二つ目は、「僕らの実験室」です。このプロジェクトに参加すると、みんなの家に森がたりの研究室から月に一度、今月の博士のお手伝いが届きます。そのお手伝いは実は、森がたりの研究室から助手が盗んできた実験のカケラ。ぜひ、森がたりの研究室からは遠いところに住むみんなにも、このカケラをヒントに、森の危機を救う知恵の提供や助けをしてほしい、と考える助手からみんなへのメッセージです。

三つ目は、「森がたりの木」です。深い森の中にある森がたりの研究室では、未来の森の危険を救うための実験が、博士のもと、日々、繰り広げられています。しかし、実験はなかなか上手くいかず・・・。

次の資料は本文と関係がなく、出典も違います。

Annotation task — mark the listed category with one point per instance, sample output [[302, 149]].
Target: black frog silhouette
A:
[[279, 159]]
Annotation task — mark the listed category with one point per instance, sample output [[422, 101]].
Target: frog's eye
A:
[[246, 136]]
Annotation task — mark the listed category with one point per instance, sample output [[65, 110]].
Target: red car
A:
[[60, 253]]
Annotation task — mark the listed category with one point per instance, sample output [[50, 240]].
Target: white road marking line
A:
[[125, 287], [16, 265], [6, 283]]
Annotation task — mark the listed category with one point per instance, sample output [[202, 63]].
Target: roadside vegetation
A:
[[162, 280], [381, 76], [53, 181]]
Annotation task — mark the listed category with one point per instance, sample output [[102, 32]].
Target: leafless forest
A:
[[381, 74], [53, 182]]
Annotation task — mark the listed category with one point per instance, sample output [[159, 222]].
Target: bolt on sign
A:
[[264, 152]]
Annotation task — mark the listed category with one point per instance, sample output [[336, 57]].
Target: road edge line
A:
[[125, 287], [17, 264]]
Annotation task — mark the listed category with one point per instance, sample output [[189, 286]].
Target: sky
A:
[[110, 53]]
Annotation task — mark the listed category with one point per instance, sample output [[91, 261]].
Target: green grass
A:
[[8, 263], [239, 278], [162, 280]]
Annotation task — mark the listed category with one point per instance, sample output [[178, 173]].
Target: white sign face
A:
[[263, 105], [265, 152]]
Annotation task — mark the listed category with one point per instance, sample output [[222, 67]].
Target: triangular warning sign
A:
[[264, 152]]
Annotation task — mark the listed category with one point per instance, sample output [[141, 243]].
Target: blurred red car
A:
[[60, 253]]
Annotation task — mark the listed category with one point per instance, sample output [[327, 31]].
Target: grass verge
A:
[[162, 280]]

僕らの実験室で得たアイデアを博士に伝えに行こう!博士の研究室がある森がたりの木を探しに行くリアルイベントです。

 

──なぜこのビジネスアイデアを実現したいと思うようになったのでしょうか?

森を“自分ごと”にし、自然から“想像力”を生み出すセンスを身につけることは、人が育ち、世界をサスティナブルな方向に導くために必要なことだと感じているからです。

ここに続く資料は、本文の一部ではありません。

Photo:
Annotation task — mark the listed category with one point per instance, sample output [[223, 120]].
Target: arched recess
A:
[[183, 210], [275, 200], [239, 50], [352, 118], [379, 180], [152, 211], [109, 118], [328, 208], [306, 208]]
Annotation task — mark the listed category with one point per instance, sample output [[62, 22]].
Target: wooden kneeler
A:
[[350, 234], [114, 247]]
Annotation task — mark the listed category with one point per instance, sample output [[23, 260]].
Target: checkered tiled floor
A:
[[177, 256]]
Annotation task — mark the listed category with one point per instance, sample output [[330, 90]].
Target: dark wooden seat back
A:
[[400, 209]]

これまで“木育”、“自然体験”、“里山の知恵の継承”などを軸にイベントやワークショップを企画・実施してきた中で、人が森を訪れる理由は様々あるけれど、森に出向いて学ぶ方法だけでなく、日々の暮らしの中で森を感じることで得た気づきが次の行動につながるような仕組みをファンタジーの世界で伝えたいと感じたことからアイデアを膨らませました。

 

──なぜこのビジネスが今必要だと考えているのですか?

所属しているNPOでの自然観察会も年々高齢化し、子どものいる家庭は週末も忙しく、子どもたちは習い事で自然の中に身を置く時間をつくることが出来る家庭は少ない現状があることを実感しています。

とはいえ、子どもの頃からのサスティナブル教育、自然観察から派生するデザイン思考を養うことは社会的にも必要とされることだと感じていますが、プロセスを楽しめなければ長続きしない。「森がたり」のようなファンタジーの世界からなら大人も子どもも楽しみながら関われると感じています。

 

──アクセラレータープログラムに参加した時点での課題意識と、参加した上での成果はどのようなものだったでしょうか?

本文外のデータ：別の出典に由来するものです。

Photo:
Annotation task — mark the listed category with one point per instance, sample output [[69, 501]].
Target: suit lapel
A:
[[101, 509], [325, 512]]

開始時点では、自然保護や森林環境教育につながるようなものはある特定の人だけが関心を寄せるようなもので、ビジネス化は難しいと考えていました。ですが、メンタリングが進むにつれ、伝えるべき人は多く存在することが分かり、それを伝えるための手段とアイデアを自分らしい方法で得ることができたように思います。

 

──ビジネスアイデアの実現に向けて、これからの展望をお聞かせください。

現在、森がたりのHPを準備中で、夏までには公開する予定です。ここで、森がたりの世界をお伝えするアニメーション絵本もつくって公開し、森がたりの招待状を楽しみに待っていてくれる会員を増やしていこうと思います。私たちのプロジェクトへの応援をよろしくお願いします!